『プライベート・ライアン』を久々に観ました。(2010/09/26 at 渋谷TSUTAYAシアター シアター1)
この日は、このTHX認定スクリーンである渋谷TSUTAYAシアター、シアター1の最終上映日。
2006年1月28日にQ-AXシネマ1として当初からTHXの認定を受けオープンしたこのスクリーンをなんとか滑り込みで体験する事が出来ました。
『プライベート・ライアン』。しかもまさかの爆音上映。
いやホント、このハコのスペックを堪能させていただきました。
上映中の暗闇さ加減といい、映写室・スクリーン・座席との関係といい、ハコの大きさと相まって実に心地良かったし、爆音にも関わらず(ハコに似合わない音量何度も体験している身としては)ここまで歪み無く鳴る気持ち良さ!

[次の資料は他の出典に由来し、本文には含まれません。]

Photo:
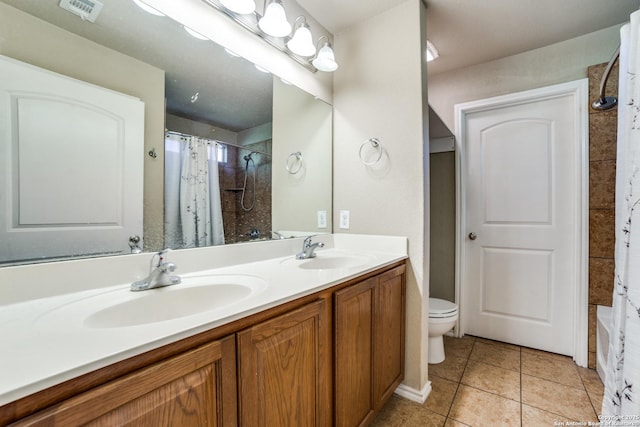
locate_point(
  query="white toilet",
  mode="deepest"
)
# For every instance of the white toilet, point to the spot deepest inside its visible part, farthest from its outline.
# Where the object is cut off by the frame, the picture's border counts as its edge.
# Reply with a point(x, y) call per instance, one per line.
point(442, 318)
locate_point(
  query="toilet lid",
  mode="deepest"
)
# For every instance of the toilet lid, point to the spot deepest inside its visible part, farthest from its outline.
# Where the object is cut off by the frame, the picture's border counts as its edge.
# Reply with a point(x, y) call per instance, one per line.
point(441, 308)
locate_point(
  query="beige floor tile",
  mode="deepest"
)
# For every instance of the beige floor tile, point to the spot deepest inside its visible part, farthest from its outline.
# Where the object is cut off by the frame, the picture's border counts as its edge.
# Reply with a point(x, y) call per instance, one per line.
point(496, 356)
point(562, 371)
point(459, 347)
point(395, 413)
point(534, 417)
point(560, 399)
point(422, 417)
point(546, 354)
point(479, 408)
point(453, 423)
point(451, 369)
point(503, 382)
point(441, 396)
point(499, 344)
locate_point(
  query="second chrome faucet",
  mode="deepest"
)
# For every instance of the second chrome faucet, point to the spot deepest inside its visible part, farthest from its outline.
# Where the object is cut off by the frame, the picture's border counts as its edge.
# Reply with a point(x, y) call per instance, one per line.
point(308, 249)
point(158, 274)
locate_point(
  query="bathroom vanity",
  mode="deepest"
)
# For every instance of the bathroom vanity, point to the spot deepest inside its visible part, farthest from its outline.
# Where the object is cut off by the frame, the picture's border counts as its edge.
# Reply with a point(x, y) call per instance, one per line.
point(318, 342)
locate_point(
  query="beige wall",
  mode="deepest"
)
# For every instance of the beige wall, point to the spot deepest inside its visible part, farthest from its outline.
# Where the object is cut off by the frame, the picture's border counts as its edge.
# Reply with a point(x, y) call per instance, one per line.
point(31, 40)
point(380, 95)
point(298, 197)
point(557, 63)
point(442, 197)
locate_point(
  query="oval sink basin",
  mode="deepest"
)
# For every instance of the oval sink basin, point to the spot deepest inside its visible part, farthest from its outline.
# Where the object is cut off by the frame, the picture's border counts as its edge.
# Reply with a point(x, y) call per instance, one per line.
point(329, 262)
point(166, 304)
point(122, 308)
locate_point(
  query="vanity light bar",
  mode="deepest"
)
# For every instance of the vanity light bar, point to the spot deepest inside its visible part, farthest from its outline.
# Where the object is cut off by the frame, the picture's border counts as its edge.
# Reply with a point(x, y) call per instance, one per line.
point(250, 22)
point(88, 10)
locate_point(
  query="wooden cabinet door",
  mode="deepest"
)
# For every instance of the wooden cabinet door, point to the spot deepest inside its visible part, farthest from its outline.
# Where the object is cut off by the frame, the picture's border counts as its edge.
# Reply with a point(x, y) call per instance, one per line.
point(354, 343)
point(388, 354)
point(197, 388)
point(285, 369)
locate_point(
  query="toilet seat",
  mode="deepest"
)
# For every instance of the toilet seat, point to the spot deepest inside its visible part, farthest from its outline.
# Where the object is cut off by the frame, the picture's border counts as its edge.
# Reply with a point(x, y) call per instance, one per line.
point(439, 308)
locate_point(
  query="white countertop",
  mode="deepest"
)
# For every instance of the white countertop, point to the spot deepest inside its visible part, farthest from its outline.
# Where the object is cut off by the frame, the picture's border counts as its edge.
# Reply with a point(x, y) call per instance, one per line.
point(45, 337)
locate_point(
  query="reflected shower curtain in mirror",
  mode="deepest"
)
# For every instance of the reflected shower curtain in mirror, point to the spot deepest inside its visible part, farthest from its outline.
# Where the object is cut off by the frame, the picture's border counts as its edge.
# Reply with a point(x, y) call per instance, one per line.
point(193, 211)
point(622, 382)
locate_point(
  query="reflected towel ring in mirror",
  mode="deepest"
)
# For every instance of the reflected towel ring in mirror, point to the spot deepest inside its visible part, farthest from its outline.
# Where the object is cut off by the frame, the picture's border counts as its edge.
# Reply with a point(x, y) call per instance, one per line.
point(377, 152)
point(294, 163)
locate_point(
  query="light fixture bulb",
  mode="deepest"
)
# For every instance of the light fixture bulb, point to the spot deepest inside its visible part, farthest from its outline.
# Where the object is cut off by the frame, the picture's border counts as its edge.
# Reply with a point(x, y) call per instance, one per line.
point(432, 52)
point(274, 22)
point(243, 7)
point(148, 8)
point(325, 61)
point(302, 43)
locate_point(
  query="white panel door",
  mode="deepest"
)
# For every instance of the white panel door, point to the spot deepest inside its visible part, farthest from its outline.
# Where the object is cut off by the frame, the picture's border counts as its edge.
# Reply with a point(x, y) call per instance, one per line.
point(521, 173)
point(72, 166)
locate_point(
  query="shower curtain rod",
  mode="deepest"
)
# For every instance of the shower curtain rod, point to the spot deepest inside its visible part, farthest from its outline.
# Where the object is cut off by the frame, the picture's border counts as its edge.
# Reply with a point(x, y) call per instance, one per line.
point(215, 141)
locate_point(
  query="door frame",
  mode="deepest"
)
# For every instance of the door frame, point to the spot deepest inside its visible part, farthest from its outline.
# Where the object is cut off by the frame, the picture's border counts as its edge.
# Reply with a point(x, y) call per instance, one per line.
point(579, 89)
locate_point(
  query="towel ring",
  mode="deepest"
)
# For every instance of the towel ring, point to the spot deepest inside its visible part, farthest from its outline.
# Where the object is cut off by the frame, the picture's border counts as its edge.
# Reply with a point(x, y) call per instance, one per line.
point(375, 143)
point(291, 164)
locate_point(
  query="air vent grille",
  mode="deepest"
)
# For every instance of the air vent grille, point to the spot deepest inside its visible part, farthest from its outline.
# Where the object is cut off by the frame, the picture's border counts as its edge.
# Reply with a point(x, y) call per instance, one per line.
point(86, 9)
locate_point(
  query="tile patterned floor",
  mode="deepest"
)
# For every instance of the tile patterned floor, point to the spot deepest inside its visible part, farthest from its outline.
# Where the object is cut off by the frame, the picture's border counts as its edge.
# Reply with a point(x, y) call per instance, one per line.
point(489, 383)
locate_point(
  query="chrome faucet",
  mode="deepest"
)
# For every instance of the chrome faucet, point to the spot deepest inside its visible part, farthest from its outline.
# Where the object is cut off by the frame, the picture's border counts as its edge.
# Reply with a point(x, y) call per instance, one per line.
point(158, 274)
point(308, 249)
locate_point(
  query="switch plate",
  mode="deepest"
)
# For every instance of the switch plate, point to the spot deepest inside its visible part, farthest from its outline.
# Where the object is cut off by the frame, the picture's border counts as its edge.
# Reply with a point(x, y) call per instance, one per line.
point(344, 220)
point(322, 219)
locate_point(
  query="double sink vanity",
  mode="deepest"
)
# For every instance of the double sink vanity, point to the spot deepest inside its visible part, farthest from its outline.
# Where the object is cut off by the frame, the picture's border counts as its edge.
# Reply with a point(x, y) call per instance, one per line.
point(250, 336)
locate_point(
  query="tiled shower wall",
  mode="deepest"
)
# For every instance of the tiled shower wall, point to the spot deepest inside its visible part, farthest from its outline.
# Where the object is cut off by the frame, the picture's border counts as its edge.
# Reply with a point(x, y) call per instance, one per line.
point(602, 177)
point(238, 222)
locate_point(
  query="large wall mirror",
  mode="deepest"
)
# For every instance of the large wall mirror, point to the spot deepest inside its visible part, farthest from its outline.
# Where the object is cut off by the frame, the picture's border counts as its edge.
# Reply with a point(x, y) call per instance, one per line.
point(267, 143)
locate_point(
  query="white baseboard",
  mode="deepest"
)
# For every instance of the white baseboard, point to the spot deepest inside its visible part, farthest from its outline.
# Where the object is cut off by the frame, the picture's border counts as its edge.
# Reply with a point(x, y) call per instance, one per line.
point(419, 396)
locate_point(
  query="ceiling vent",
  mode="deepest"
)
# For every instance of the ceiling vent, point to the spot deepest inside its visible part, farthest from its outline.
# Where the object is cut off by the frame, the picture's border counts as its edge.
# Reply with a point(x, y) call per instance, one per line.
point(88, 10)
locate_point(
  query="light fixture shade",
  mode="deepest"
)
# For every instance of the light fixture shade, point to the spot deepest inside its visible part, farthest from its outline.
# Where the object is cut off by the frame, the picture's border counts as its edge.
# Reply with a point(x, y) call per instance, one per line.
point(148, 8)
point(242, 7)
point(274, 22)
point(325, 61)
point(302, 43)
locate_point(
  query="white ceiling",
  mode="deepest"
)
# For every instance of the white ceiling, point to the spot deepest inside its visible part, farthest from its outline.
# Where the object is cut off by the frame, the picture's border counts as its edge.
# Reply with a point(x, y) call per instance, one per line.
point(468, 32)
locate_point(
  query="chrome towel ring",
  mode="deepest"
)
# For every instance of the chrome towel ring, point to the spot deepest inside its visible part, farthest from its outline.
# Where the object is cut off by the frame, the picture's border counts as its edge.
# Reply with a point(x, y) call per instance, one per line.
point(377, 147)
point(294, 163)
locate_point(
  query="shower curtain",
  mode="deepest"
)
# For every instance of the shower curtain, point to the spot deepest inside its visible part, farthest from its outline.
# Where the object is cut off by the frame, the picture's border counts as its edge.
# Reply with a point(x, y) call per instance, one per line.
point(622, 384)
point(193, 211)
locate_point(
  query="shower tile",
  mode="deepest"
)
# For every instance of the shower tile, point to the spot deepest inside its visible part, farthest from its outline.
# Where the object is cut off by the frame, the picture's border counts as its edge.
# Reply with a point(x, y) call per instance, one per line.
point(559, 369)
point(591, 381)
point(549, 396)
point(497, 356)
point(459, 347)
point(441, 396)
point(451, 369)
point(592, 323)
point(603, 131)
point(503, 382)
point(602, 184)
point(601, 233)
point(479, 408)
point(601, 278)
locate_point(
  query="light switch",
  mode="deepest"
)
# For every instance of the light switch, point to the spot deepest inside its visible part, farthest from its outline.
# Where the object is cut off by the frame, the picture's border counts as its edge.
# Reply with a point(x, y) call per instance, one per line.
point(322, 219)
point(344, 220)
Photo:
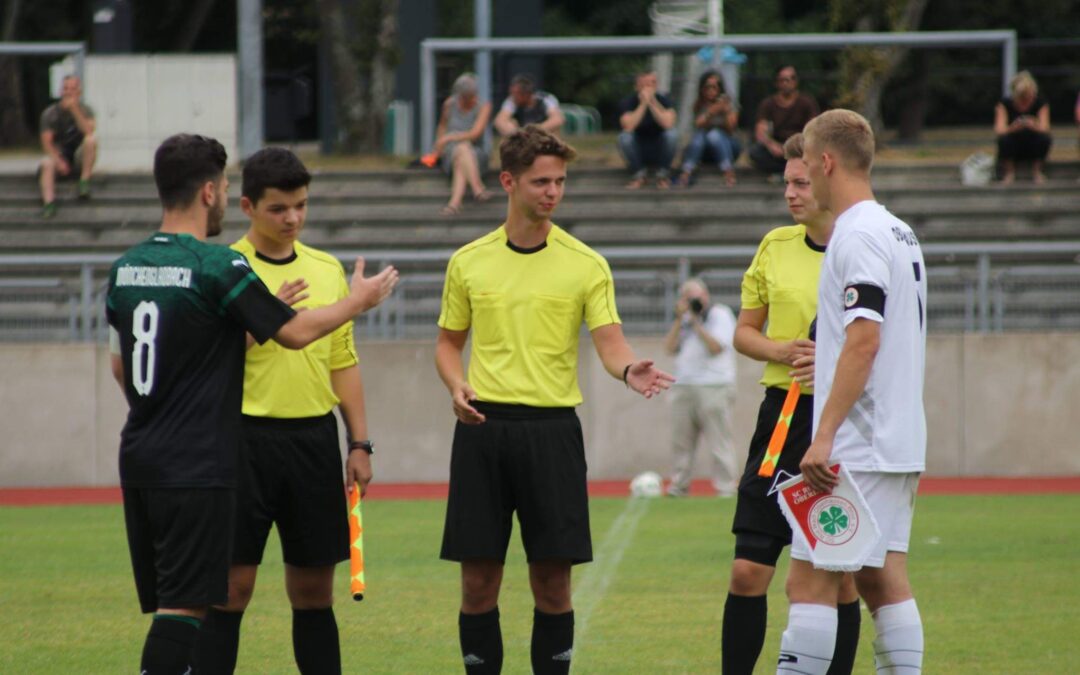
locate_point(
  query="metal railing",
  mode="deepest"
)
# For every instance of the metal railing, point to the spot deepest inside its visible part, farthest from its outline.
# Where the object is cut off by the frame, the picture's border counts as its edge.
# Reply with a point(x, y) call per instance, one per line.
point(77, 50)
point(930, 39)
point(968, 292)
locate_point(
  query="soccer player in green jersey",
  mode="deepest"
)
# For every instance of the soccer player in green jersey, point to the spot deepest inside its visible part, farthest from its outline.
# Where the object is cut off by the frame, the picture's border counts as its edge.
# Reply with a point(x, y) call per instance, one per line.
point(178, 310)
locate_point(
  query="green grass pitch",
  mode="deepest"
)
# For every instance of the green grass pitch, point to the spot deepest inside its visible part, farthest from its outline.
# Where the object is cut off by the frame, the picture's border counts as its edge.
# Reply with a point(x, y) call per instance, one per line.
point(996, 579)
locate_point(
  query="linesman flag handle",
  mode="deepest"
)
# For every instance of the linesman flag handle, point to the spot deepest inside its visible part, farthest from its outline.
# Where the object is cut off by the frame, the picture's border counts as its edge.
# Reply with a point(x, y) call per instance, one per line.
point(356, 584)
point(780, 432)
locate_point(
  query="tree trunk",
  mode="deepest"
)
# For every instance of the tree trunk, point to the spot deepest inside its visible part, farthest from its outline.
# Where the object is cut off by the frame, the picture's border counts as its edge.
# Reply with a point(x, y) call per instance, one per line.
point(196, 18)
point(13, 130)
point(362, 88)
point(865, 71)
point(382, 73)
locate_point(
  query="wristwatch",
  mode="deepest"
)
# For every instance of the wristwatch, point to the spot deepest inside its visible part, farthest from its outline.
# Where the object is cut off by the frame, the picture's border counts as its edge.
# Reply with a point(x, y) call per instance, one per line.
point(367, 446)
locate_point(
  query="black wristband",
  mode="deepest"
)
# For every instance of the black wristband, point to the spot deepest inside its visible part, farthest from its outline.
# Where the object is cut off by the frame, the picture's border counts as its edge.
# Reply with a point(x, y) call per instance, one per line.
point(367, 446)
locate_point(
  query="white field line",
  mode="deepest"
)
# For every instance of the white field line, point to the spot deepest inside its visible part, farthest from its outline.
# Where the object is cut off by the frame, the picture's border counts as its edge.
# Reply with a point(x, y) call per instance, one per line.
point(599, 574)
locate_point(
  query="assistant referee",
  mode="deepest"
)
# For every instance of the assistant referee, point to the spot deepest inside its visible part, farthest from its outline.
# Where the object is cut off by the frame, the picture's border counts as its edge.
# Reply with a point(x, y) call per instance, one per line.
point(524, 291)
point(291, 456)
point(779, 291)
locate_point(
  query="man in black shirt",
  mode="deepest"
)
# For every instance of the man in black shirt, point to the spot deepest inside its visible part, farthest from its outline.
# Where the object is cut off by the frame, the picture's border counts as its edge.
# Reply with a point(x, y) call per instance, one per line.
point(526, 105)
point(648, 136)
point(178, 310)
point(68, 140)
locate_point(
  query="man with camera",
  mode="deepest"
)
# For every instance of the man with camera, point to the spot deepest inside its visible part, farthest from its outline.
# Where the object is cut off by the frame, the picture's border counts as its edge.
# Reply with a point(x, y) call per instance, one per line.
point(702, 399)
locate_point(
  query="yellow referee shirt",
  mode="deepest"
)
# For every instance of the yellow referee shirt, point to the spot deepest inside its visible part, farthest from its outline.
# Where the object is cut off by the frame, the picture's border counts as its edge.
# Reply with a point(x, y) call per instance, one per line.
point(285, 382)
point(783, 277)
point(525, 310)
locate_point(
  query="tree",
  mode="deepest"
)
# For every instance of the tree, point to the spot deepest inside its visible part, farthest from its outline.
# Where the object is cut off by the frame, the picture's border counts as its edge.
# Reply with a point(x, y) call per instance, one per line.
point(13, 129)
point(865, 71)
point(362, 65)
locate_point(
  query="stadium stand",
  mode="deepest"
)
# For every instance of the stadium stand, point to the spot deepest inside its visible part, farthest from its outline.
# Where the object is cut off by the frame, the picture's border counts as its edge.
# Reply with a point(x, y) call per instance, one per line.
point(374, 212)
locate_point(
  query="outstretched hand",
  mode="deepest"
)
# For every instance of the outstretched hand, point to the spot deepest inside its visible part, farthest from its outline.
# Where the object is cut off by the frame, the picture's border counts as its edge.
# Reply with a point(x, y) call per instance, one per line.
point(293, 292)
point(647, 379)
point(374, 289)
point(462, 396)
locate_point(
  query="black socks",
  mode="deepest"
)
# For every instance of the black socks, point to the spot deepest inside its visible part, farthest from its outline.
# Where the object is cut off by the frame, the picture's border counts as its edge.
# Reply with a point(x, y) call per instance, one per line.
point(218, 643)
point(169, 645)
point(481, 642)
point(848, 618)
point(315, 643)
point(743, 633)
point(552, 643)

これまた初体験のTHXトレーラーパレードから始まった『プライベート・ライアン』ですが、冒頭けっこうな量の傷に経た年月を感じさせられたものの、そんな感慨に浸る間もなく血のオマハへと突入。
しかも爆音。
何かもう本当に凄かった。
もう12年も前の作品だよな?
目を背けたくなるほどの生々しい血みどろさ加減と途切れる事の無い地獄。
このTHX認定スクリーンでの爆音って形態こそ、この作品の本質を伝えられるんじゃないかと思った。
それほどまでに鮮明で、からだに響いてきた。
で、その地獄な序章を終えて始まる物語には、初見及び2回目に観た時には感じなかった事を感じた。
過去には感じなかった若さがそこにあることを。(もしくはあったことを。)
例えば、トム・ハンクス演じる中隊長の迷いや決断は普通に思えた。
けど、今観るとそのトム・ハンクスをむしろ若いと感じるんだよな。
当時のスピルバーグとの歳の差と今の歳の差によるもの?
もしくは当時の自分の歳と今の歳による歳の差?
正直いって今まではここまで「当時」と「今」の差というものを感じる事は無かった。
けれど、今回それをある意味思い知らされた。しかもこの作品で。
それを「今」観ても鮮明に見せてくれたのはこのハコの力。
この場に居合わせる事が出来て良かったよ。
フィルムは年を取らないんだと強く思った瞬間でした。
そして、唐突な邂逅(ここで邂逅がある事をすっかり忘れていた)から物語はクライマックスへ進み始める。
そして、実は当時衝撃を受けた冒頭の15分よりも凄まじい戦闘が始まる。
冒頭とは比べ物にならないほどの低音の暴力。
いや本当に凄まじかった。
けど今回一番気に入った所はさらにこの先。
ミラーが爆風で耳をやられてそれまでの音の嵐が一転静かになる。
初見は立川のシティ2だったからこのあと耳が復活するまでの間もかなりいろいろな音が入り乱れていたのは覚えている。
ただ今回、全体の音量が上がっているせいかかなりはっきりと聴こえる。
ただし…が付いて何か逆相のような変な感じ。
あれ?ホントに何か耳が不思議な感じになったのが面白かった。
というか、もしかしてこの作品のサウンドデザインって、この音量を想定してたのか?ってくらいなハマり具合。
そういうところでも、この作品をこういう環境で聴かせるということに対するセンスの良さを感じました。
いや、本当に良かった。
これを二度と感じることが出来ないであろう事が残念でなりません。
ただし、次の回を観るには腰も限界に来ていたので本当の意味での最終回は観ることが出来ませんでした。
二度観るにはちと疲れ果ててもいたし。
話変わって今回の上映、意外なくらい若い子たち、せいぜい20代前半くらいの子たちが多くてびっくりしました。けっこう初見の子も多かったみたい。
ううむこれは私が最近映画館に足を運んでないからなのかこの作品この劇場に対する興味からなのか。
こういう微笑ましい状況で観る事が出来たのも今回とても良かったです。